Revamping the emergency department at UHG will involve three separate projects – leading to the hospital’s chief describing the process as ‘very complex’.

City Councillor John Connolly (FF) said the people of Galway were concerned that the new emergency department – like the ring road – would never happen, as it appeared to be so bound up in red tape.

Joe Hoare, assistant national director of estates in HSE West, told the Regional Health Forum West meeting that that outpatients department adjacent to the emergency department was being redeveloped to create more capacity for streaming Covid patients from non-Covid patients for the winter.

The outpatients department would be relocated to the Merlin Park campus. The design for this building would be completed within ten months with construction expected to begin in by last 2021 at the earliest.

An interim emergency department was the next priority so that the current building could be knocked to make way for the new state-of-the-art building, creating a new maternity department and paediatrics unit.
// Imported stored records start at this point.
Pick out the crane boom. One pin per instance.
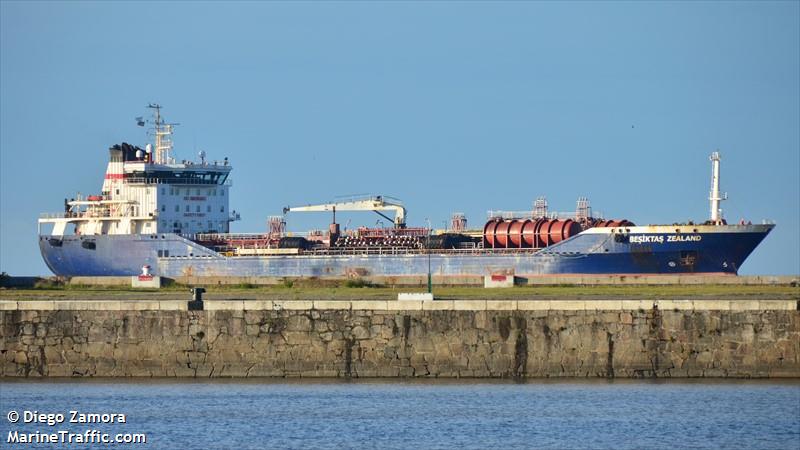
(377, 203)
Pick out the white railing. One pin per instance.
(491, 214)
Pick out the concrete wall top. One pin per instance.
(407, 305)
(478, 280)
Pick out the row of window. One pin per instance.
(185, 225)
(189, 207)
(188, 191)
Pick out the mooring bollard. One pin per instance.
(196, 304)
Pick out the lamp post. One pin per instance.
(428, 246)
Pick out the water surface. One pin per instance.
(417, 414)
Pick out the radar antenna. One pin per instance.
(162, 132)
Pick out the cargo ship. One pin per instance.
(174, 217)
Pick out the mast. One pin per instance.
(715, 196)
(162, 132)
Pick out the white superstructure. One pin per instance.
(146, 193)
(715, 197)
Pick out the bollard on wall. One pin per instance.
(196, 304)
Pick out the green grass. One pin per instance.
(363, 290)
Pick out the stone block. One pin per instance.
(223, 305)
(173, 305)
(469, 305)
(6, 305)
(38, 305)
(404, 305)
(744, 305)
(332, 304)
(501, 305)
(146, 282)
(711, 305)
(635, 305)
(567, 305)
(414, 296)
(498, 281)
(777, 305)
(292, 304)
(533, 305)
(437, 305)
(603, 305)
(372, 305)
(259, 305)
(680, 305)
(139, 305)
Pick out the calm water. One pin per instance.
(366, 414)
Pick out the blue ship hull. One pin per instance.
(641, 250)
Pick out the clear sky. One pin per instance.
(449, 106)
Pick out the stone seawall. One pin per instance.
(275, 341)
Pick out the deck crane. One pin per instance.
(375, 203)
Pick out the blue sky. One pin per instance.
(449, 106)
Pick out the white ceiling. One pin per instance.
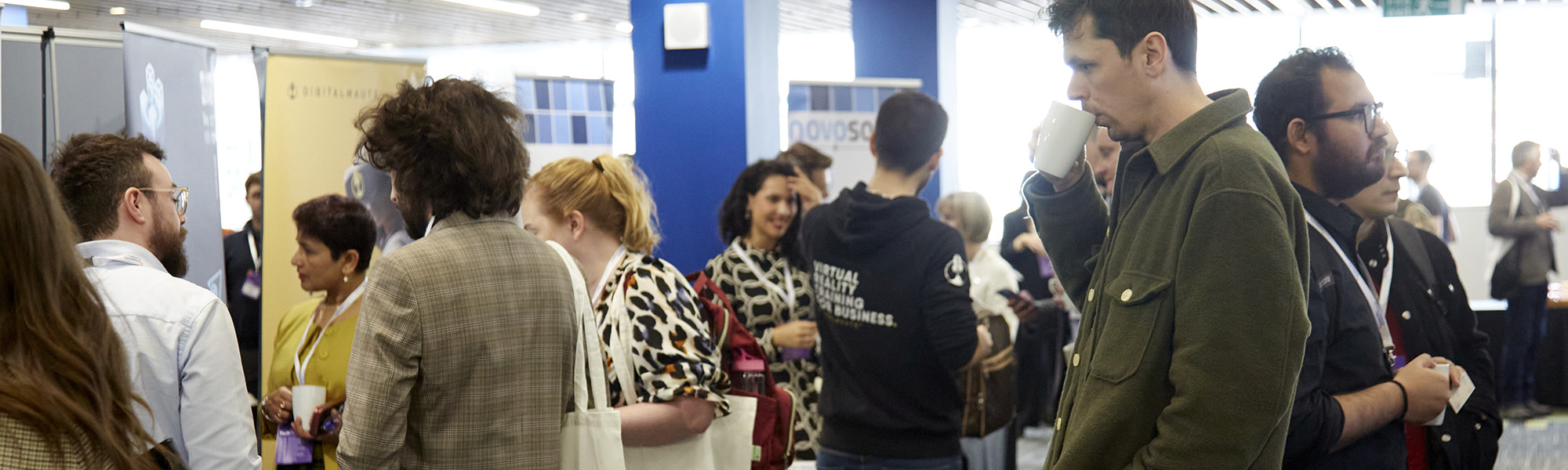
(430, 23)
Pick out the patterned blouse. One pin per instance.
(23, 447)
(761, 309)
(670, 336)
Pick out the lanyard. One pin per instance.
(789, 283)
(256, 258)
(125, 259)
(1388, 269)
(1356, 272)
(609, 269)
(300, 367)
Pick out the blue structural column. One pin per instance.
(910, 40)
(703, 115)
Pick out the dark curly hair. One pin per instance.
(341, 225)
(451, 145)
(807, 157)
(733, 214)
(93, 173)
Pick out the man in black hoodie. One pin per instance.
(893, 286)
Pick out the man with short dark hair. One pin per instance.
(242, 255)
(895, 292)
(1428, 313)
(1349, 402)
(178, 336)
(465, 344)
(1192, 324)
(1429, 197)
(1522, 262)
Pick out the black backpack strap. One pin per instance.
(1407, 239)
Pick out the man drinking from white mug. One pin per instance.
(1194, 325)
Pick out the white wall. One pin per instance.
(239, 125)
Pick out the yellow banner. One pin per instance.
(310, 142)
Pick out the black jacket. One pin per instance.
(245, 313)
(898, 327)
(1345, 355)
(1440, 322)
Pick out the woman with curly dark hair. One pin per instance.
(335, 239)
(65, 386)
(764, 277)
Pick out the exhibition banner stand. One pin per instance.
(84, 85)
(170, 101)
(23, 92)
(308, 146)
(838, 118)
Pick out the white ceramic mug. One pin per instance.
(1062, 139)
(307, 399)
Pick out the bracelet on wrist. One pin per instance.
(1404, 400)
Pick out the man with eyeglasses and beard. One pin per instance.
(1354, 396)
(180, 338)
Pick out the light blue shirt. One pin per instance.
(184, 358)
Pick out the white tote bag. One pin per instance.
(592, 432)
(725, 446)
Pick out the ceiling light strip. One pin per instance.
(40, 4)
(280, 34)
(501, 5)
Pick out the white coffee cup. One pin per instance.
(307, 399)
(1062, 139)
(1439, 421)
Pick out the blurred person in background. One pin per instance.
(992, 286)
(601, 214)
(766, 280)
(463, 353)
(1523, 223)
(811, 168)
(67, 400)
(180, 336)
(1429, 197)
(374, 189)
(242, 255)
(335, 239)
(1103, 156)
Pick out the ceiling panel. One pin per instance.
(434, 23)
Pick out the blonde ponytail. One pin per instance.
(608, 192)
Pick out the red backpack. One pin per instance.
(774, 435)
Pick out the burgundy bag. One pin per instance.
(774, 435)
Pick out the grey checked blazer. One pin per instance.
(462, 358)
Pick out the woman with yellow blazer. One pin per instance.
(336, 236)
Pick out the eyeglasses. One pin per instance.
(1370, 117)
(181, 197)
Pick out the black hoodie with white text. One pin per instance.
(896, 322)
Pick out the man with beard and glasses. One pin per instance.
(1429, 313)
(180, 338)
(1354, 396)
Since the budget for the new children’s hospital had blown out of all proportion, the rules over public projects over €100 million had changed and the Saolta hospital group had to ensure its business case for the massive project was ‘watertight’.

Mr Hoare said all three projects were moving in parallel, including the enabling works for the main build, which would take around 18 months to complete.

He described the project as Saolta’s ‘absolute top priority and was regarded as such by the national HSE organisation.

Head of Saolta, Tony Canavan, said the project was ‘big and very complex’ and required management to remain ‘very focused over a long time’.